A esta carrera la eligió hace 20 años, cuando solo eran siete las mujeres en la Unidad. Hoy los números son mucho más auspiciosos y la mujer se encuentra en todos los ámbitos del quehacer cotidiano de la Fuerza, ya sea como soldado voluntaria trabajando a la par de sus compañeros varones, como suboficial jefa de Grupo o encargada de Unidad; como oficial jefa de una Sección de Infantería mecanizada, levantando puentes o como jefa de distintos organismos, sin olvidar su participación en las Operaciones Militares de Paz o en la Operaciones de Protección Civil.

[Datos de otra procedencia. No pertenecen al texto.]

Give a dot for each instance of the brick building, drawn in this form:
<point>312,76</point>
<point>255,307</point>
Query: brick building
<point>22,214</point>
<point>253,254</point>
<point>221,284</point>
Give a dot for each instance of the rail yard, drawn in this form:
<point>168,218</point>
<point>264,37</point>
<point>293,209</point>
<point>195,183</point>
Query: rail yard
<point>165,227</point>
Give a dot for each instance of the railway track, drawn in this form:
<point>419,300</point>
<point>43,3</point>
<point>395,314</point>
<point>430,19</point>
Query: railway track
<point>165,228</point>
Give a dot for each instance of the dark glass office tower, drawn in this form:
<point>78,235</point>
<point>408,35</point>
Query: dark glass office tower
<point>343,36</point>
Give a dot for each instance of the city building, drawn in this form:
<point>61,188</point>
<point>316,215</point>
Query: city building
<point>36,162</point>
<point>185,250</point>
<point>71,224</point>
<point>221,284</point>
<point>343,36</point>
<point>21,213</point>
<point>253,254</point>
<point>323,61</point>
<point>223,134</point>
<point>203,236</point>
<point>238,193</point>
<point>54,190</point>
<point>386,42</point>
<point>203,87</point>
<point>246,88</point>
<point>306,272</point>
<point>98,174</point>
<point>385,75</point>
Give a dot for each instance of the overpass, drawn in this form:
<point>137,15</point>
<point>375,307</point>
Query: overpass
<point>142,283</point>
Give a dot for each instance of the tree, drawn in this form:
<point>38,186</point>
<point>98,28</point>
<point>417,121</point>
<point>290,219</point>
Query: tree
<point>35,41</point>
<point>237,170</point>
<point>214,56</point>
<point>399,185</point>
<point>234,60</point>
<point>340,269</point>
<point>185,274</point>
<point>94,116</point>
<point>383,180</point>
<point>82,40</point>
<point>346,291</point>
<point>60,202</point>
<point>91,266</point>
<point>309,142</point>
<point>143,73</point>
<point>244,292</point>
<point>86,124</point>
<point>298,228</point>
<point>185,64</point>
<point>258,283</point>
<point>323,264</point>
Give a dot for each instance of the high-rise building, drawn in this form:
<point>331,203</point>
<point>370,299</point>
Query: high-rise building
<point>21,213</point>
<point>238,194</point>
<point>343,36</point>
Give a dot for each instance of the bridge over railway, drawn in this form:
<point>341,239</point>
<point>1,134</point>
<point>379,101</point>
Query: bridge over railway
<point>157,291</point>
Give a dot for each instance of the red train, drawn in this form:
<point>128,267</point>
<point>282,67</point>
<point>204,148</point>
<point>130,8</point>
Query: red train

—¿Cuál es tu objetivo profesional?

—A corto plazo estoy preparándome para participar nuevamente en una misión de paz. Si soy seleccionada viajaré nuevamente a Chipre en febrero del año próximo. Para ello perfeccioné mis estudios de idioma, realicé cursos que dicta la Organización de las Naciones Unidas, buscando siempre acrecentar mis conocimientos y servir de manera calificada.

—¿Qué te gusta hacer en tu tiempo libre?

—Mi tiempo libre lo dedico principalmente a mi hijo, que hoy tiene 11 años, lo acompaño en sus actividades deportivas y nos gusta compartir tiempo al aire libre. Seguramente me habrán visto corriendo maratones, remando en el río y también haciendo telas. Viajar y conocer lugares es algo que disfruto mucho, como así también aprovechar las actividades culturales que se ofrecen en la ciudad. Además, comparto mucho tiempo con mi familia y amigas.